Q All right. And if you will, for the moment, direct your attention, please, to the closing paragraph, where you say, and I quote:
“In closing, I would like to say that I agree with your statement that the provincial government should settle this matter out of Court. As a matter of fact, the government should dispense with it by throwing it out of Court. Your case constitutes a frivolous and arrogant claim and is discriminatory to all non-Indian Canadians who have every right to use the fish and waters of our country.”
Further down the page.
I want to interject my own thoughts about what Dr. Steciw says next. Most resident of the Bulkley Valley, other than those living in a glass bubble, or are too new to understand, would agree 100% with Igor’s reply.
Q All right. And I suggest to you, Dr. Steciw, that that reflects your views of this court case?
A No. I think I specifically write in this case about which I would like to make this very clear — perhaps I should explain this a little bit, your lordship, if I can have two minutes. The way I understood this case, that Neil Sterritt is speaking for whoever, I guess the hereditary chiefs — in fact, probably, yes, it was, stated that because the Bulkley River ran through a reserve in Moricetown, that the — that the Moricetown Reserve people had essentially claim on all the fish that — the migratory fish in this case, it was — meant the salmon that passed through. The reason why I thought this was totally unreasonable, because these fish, you see, go from the sea by the Skeena River, they enter the Bulkley River, they continue on and on, and how can we say that, you know, because somebody has — owns property on the river on a tiny portion of it should own all the fish in the system. To me this seems totally unreasonable, because, you know, extending this by corollary, somebody that owns half an acre, each side of the river 100 miles down or up, or 20 or 10 miles, can make the same claim, you see. And for that reason I thought it was really totally, you know, out of proportion, and I have —
Q Well frivolous and arrogant is what you say?

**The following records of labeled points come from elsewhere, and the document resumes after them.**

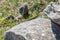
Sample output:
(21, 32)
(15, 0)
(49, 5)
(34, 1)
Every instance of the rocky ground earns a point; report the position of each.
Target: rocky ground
(37, 29)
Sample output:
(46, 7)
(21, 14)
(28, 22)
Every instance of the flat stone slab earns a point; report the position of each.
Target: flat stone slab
(37, 29)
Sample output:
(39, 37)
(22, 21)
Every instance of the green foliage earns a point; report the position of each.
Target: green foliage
(10, 7)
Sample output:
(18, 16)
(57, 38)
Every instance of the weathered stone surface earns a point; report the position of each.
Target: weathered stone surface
(37, 29)
(10, 17)
(53, 12)
(23, 10)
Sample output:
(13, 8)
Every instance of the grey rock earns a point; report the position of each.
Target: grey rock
(53, 12)
(23, 10)
(10, 17)
(37, 29)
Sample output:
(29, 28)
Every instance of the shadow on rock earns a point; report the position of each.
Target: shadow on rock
(13, 36)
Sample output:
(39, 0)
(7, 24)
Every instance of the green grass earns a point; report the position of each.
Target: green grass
(11, 7)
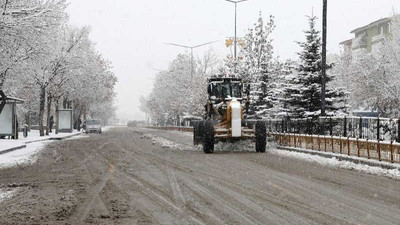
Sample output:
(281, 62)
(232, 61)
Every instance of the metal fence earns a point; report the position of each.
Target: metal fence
(370, 128)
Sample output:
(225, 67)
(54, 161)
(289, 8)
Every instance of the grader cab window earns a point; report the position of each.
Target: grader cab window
(227, 89)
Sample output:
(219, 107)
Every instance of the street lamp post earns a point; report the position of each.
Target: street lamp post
(235, 41)
(191, 52)
(324, 31)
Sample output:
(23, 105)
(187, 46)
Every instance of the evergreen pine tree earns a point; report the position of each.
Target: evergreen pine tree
(304, 97)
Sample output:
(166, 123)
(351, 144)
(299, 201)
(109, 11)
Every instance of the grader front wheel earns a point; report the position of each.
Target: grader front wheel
(208, 144)
(261, 136)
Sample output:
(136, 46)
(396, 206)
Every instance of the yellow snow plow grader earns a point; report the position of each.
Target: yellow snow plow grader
(224, 116)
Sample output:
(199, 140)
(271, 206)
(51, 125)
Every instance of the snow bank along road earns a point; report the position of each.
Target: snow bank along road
(121, 177)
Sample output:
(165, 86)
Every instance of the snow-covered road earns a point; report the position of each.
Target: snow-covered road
(124, 176)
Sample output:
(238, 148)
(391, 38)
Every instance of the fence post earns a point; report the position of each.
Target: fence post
(398, 130)
(391, 152)
(298, 126)
(379, 150)
(348, 145)
(378, 129)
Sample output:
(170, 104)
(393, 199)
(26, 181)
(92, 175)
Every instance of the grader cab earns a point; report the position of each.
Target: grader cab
(224, 116)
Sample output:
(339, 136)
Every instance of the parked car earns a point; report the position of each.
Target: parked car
(93, 126)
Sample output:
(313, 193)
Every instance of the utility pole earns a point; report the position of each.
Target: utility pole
(191, 52)
(235, 41)
(324, 39)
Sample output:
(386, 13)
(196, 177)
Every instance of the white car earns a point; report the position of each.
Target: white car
(93, 126)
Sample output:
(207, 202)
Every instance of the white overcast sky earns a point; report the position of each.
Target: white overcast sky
(131, 33)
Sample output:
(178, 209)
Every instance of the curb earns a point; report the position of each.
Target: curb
(383, 165)
(65, 137)
(47, 139)
(12, 149)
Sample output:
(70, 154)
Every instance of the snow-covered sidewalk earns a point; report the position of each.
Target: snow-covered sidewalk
(11, 145)
(34, 136)
(7, 145)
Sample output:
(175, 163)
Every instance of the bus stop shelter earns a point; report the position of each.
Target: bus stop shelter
(8, 116)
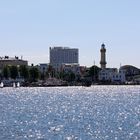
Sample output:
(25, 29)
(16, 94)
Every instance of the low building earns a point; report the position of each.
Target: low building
(11, 61)
(112, 75)
(43, 67)
(75, 68)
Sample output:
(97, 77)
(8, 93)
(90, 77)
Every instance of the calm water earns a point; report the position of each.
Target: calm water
(70, 113)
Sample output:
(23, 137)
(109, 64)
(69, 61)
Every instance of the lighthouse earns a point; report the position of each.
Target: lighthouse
(103, 56)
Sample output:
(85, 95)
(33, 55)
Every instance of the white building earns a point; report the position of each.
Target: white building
(75, 68)
(43, 67)
(63, 55)
(112, 74)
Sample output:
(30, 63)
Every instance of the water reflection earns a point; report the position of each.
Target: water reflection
(70, 113)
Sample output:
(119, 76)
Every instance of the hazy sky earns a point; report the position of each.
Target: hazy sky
(30, 27)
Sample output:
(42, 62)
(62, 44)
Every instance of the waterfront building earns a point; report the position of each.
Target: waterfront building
(112, 75)
(63, 55)
(43, 67)
(103, 56)
(11, 61)
(75, 68)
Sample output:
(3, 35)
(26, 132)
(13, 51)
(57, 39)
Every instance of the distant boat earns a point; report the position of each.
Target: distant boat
(18, 84)
(14, 84)
(1, 85)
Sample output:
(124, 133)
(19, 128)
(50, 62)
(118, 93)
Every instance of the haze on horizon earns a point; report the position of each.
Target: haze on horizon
(30, 27)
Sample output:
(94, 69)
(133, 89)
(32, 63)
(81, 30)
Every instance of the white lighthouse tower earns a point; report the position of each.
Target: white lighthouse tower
(103, 56)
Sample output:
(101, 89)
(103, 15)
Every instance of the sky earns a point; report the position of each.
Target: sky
(29, 27)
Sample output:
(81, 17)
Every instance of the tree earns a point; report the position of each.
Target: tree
(24, 72)
(13, 72)
(34, 74)
(6, 72)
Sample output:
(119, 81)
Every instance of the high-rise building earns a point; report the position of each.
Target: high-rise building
(63, 55)
(103, 56)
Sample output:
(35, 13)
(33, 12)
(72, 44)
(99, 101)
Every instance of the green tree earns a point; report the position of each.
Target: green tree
(34, 74)
(6, 72)
(24, 72)
(13, 72)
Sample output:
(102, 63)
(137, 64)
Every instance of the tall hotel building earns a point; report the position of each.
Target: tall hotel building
(63, 55)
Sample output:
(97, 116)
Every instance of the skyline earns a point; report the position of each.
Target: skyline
(29, 28)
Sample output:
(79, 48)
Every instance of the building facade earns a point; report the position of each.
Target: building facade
(11, 61)
(63, 55)
(103, 56)
(112, 75)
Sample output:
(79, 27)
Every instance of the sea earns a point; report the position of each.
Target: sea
(70, 113)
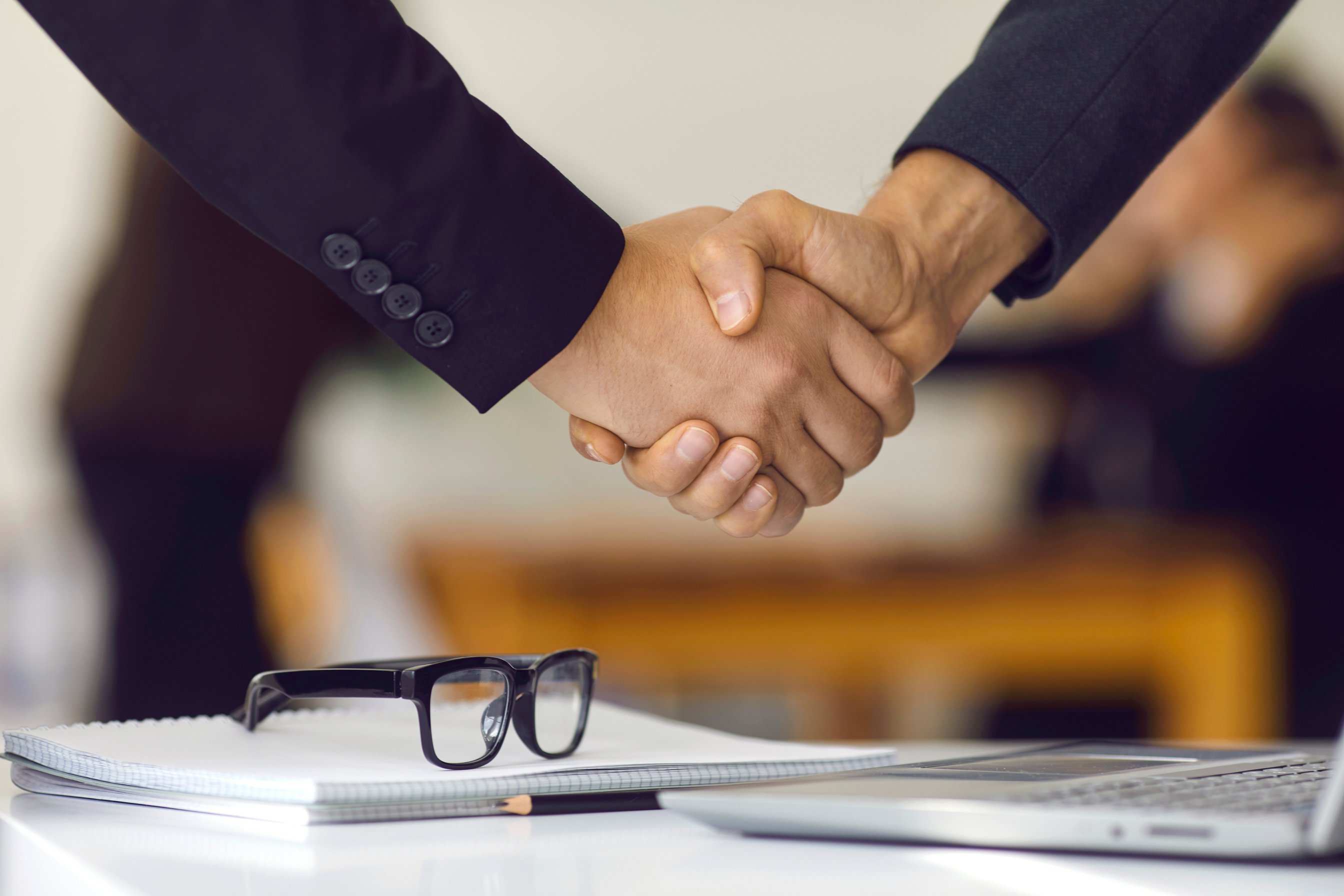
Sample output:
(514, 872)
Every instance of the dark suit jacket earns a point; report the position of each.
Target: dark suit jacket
(306, 118)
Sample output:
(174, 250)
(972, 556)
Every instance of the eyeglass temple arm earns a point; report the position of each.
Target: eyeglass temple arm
(272, 691)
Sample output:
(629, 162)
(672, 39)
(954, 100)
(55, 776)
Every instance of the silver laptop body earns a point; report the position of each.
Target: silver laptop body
(1086, 796)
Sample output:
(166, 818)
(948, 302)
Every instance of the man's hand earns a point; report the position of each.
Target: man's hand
(912, 268)
(812, 388)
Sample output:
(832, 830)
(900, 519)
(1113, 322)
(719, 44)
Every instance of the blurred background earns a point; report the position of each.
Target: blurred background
(1116, 514)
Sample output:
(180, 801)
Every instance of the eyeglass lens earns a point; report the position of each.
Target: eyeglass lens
(467, 714)
(561, 691)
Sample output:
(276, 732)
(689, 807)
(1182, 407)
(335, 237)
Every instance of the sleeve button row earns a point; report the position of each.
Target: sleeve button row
(372, 277)
(342, 252)
(401, 302)
(433, 330)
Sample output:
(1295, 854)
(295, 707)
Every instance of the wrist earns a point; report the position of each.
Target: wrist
(962, 233)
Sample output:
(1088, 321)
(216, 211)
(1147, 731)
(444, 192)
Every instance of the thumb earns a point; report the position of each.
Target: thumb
(769, 230)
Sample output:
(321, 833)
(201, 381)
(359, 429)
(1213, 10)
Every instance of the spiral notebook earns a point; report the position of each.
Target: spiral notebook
(315, 766)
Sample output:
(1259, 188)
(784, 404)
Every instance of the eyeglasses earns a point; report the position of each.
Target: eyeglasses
(466, 703)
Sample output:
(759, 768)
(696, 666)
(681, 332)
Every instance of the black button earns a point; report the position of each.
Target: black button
(433, 330)
(402, 302)
(372, 277)
(342, 252)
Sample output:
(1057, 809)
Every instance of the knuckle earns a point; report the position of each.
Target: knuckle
(786, 372)
(692, 507)
(786, 516)
(712, 250)
(772, 204)
(827, 490)
(644, 478)
(733, 527)
(894, 394)
(868, 448)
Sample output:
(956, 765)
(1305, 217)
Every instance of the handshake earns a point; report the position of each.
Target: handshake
(860, 308)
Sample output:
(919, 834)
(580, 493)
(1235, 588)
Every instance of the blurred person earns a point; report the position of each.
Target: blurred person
(1212, 390)
(351, 144)
(1195, 355)
(176, 409)
(1200, 363)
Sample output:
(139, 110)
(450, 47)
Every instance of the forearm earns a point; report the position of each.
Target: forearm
(1072, 105)
(962, 232)
(310, 118)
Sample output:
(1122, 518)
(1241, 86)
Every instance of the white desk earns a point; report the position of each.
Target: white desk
(53, 846)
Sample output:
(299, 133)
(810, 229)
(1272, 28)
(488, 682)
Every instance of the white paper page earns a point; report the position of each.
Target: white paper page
(298, 756)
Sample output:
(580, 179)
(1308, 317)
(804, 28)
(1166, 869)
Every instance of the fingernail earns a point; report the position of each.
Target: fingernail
(756, 498)
(740, 462)
(733, 310)
(696, 445)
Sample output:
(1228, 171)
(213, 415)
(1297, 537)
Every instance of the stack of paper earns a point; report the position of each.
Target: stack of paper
(315, 766)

A Yes. I think it is, you know, but the rest of this case, you know, is a little — well, I just am writing here about this particular case.
Q I understand that, Dr. Steciw, and I hear what you have said by way of explanation.
Q.I’m suggesting to you, Dr. Steciw —
- It’s just my observation.
Q. That you knew full well that he and other native people were up there in April of 1979?
A No, sir, that’s wrong, that’s not true, and I’m under oath.
Most of the remaining pages are just a repeat with questions about testimony, but there is one significant point on page 646. This coincides with what was being taught in local schools at this time.
“Wet’suwet’en” is also a new word on the block, that was born alongside land claims.
Q. My friend used the word “Wet’suwet’en” in describing a language to you, and I believe you said that your — at that time the word that you were familiar with was “Carrier”?
A. I believe so, yes.
Q. Have you any recollection of when the word “Wet’suwet’en” came into your knowledge as a replacement or —
A. No, not exactly, but I would say approximately at the time that this Land Claim — this thing came about in the press, I think it was used in the press.